In May 2001, near the grounds of the Civitella Ranieri Center in Umbria, Italy, Kathryn Chan constructed a system of hanging plastic screens on which fog condensed into droplets that slid down into containers, mimicking desert plants whose leaves have evolved to collect dew. The piece, titled Fog, seems to reach back to Chan’s first love, watercolors. She learned to paint during her childhood summers in a nature preserve in the tropical rainforest of her native Trinidad, where she formed seasonal friendships with visiting international scientists and illustrators.
Chan is always trying to capture the ephemeral, which seems fitting for an artist who continues the Caribbean tradition of migration, diaspora, intermingling, simultaneity and the hybrid. Her constant state is flux. As a student she moved from Parsons in New York to Carnegie Mellon University in Pittsburgh, where her path split in three: visual arts, anthropology, and Latin American literature. Somehow she also found a shard of time to study at the legendary Nova Scotia College of Art and Design. After school, she semi-settled down, spending half of each of the next 12 years in London designing sets for contemporary dance performances, and half in Trinidad designing costumes for large-scale Carnival events.
In 2001 she began a series of quasi-anthropologic excursions around Trinidadian villages lacking potable water. She collected the villagers’ stories and samples of the undrinkable water, which she stored in buckets and salvaged bottles that the villagers use. Later that year she arranged these samples at the Caribbean Contemporary Arts space in Port of Spain and transcribed the collected anecdotes onto the walls. Hanging in tight formation nearby were nine abstract cloth forms that could be read as sails, broken hearts, costume wings, blades, or an oblique reference to nine criminals executed recently by the government.

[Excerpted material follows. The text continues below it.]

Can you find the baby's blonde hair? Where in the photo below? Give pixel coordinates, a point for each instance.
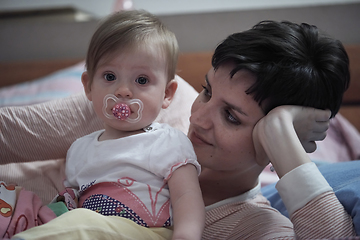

This fall I visited Chan in her studio in Cambridge, Massachusetts, where she is spending a year as a Radcliffle fellow. She seems relatively motionless here. But her stillness is deceptive. She is finishing a book on Trinidadian folklore and Carnival, which she researched, wrote and illustrated with her photographs. She seems to attend every lecture, reading, and symposium Harvard offers. And somewhere in that frantic back-and-forth, she is making art.

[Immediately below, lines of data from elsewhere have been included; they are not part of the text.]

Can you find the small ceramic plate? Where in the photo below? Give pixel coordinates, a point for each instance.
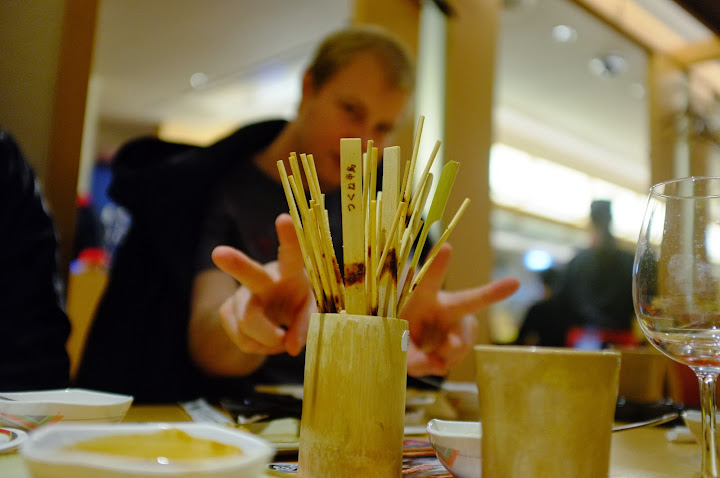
(46, 454)
(29, 410)
(10, 439)
(457, 446)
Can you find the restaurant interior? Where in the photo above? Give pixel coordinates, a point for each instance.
(547, 104)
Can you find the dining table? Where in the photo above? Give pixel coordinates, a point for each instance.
(637, 453)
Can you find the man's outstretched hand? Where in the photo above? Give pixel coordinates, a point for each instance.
(442, 327)
(269, 314)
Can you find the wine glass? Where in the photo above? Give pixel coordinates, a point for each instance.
(676, 287)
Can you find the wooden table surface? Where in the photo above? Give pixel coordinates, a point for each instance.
(639, 453)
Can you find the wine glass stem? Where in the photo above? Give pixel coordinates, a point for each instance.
(710, 465)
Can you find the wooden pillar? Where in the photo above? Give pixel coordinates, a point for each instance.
(471, 53)
(667, 99)
(402, 18)
(76, 47)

Her latest piece, Archipelago, is a field of broken frescoes and paintings on terra-cotta. Some of the fragments are conceived as such, and are constructed and painted as parts; others are shards of larger objects. As a reconciliation of fragments, both those that came from a whole and those that will be forever incomplete, the piece seems to encompass her entire project.
—Paul Ramirez Jonas is an artist and an adjunct graduate professor of art at Columbia University.